第八話 魔女の沼地

00 ドリュアス

 ドリュアスは、大樹に宿る精霊だ。

 別名をニンフとも呼ばれ、自然界に宿る美しい乙女として知られている。


 森で迷う者がいれば快く導き、空腹を訴えれば木の実や水場を提供してくれる、そんな人懐こい性格もあり、彼女たちは古くから人々に愛され続けてきた。しかし精霊の命はり代である樹と繋がっているため、伐採ばっさいをするような狼藉者には容赦がない。ドリュアスの宿る枝にははちの巣が隠れており、ひとたび敵と認識されてしまえば、たちまち黒い昆虫の群れに襲われてしまうだろう。
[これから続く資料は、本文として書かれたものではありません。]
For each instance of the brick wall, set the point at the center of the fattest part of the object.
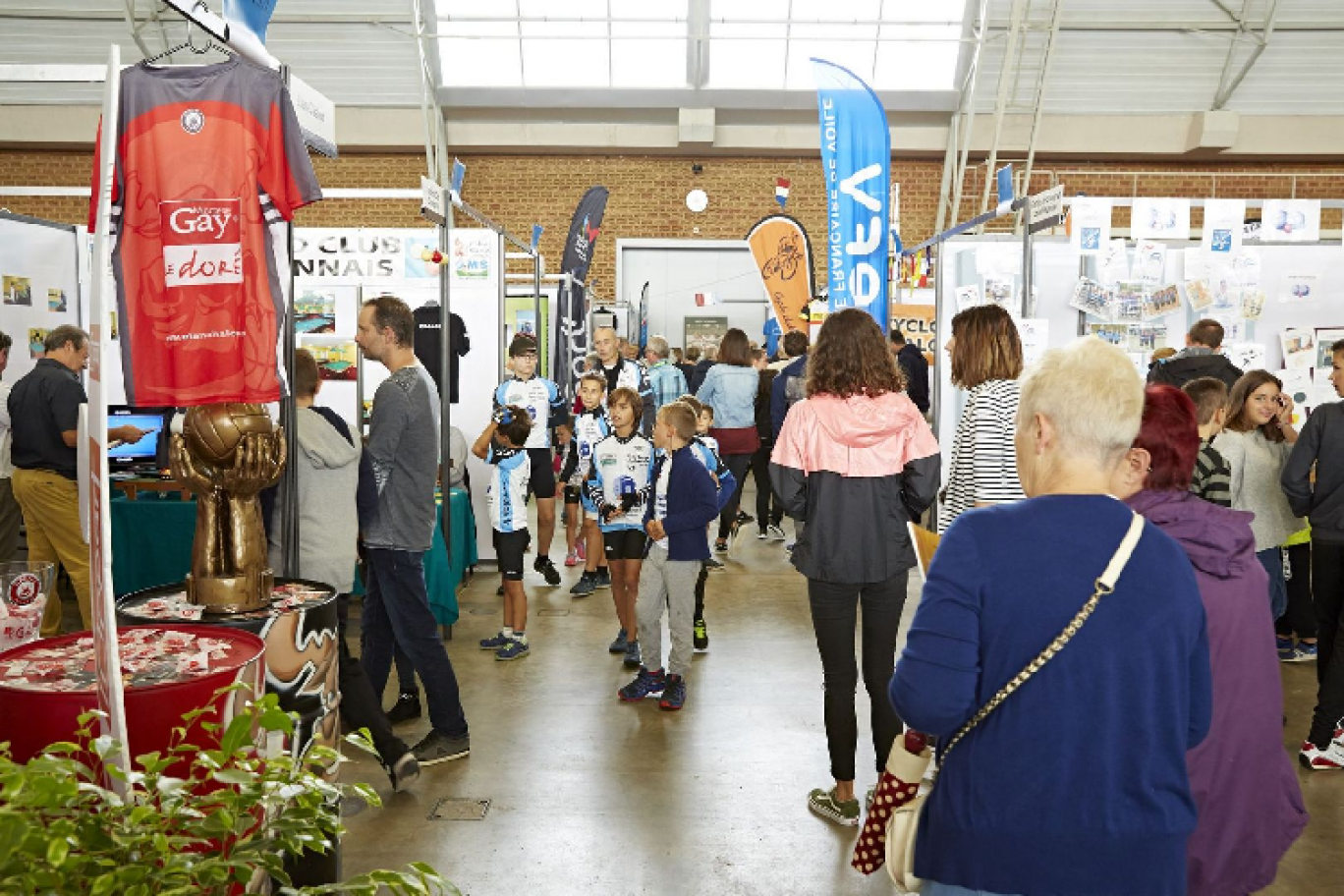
(648, 193)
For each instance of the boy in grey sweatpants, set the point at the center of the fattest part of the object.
(686, 498)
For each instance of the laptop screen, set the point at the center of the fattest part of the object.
(146, 449)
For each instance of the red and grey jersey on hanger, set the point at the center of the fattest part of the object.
(208, 160)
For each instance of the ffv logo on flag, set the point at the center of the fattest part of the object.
(201, 242)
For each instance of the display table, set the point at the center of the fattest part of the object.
(150, 545)
(132, 488)
(44, 686)
(150, 541)
(300, 630)
(445, 566)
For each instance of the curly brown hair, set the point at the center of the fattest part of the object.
(985, 347)
(851, 358)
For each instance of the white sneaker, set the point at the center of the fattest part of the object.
(1317, 759)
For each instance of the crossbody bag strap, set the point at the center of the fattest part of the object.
(1105, 585)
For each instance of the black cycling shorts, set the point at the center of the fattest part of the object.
(624, 544)
(541, 483)
(510, 548)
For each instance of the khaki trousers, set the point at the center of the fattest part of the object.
(50, 505)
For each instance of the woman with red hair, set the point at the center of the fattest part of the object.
(1250, 807)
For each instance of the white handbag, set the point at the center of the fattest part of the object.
(909, 767)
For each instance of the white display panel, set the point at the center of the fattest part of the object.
(39, 285)
(676, 270)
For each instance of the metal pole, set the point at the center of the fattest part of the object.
(289, 418)
(1027, 307)
(536, 307)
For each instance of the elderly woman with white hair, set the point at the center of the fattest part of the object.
(1077, 782)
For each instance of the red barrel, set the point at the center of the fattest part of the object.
(33, 713)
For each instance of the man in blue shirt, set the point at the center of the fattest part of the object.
(667, 382)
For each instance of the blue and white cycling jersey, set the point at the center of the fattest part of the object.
(541, 399)
(590, 427)
(507, 493)
(705, 448)
(621, 475)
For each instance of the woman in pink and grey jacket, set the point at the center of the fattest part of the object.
(855, 463)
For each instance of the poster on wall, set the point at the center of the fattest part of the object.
(1158, 219)
(338, 359)
(704, 332)
(1223, 226)
(471, 255)
(920, 324)
(1089, 226)
(39, 285)
(1290, 220)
 彼女たちは薄緑の肌と萌葱もえぎ色の髪が特徴で、身体の一部をつたや枝に変える能力を有している。また局部だけを葉やつるで覆うような格好のため、性に奔放ほんぽうな印象を持たれがちだ。しかし実際のドリュアスはとてもつつしみ深い乙女で、裸でいるときに人間の気配を感じると、すぐさま木に変身して隠れてしまう。見慣れない大樹の幹に翠色すいしょくの瞳が瞬くのを見つけても、決して驚いてはいけない。天真爛漫な大樹の精霊を脅かすのは、誰に罰せられなくても罪深い所業といえるだろう。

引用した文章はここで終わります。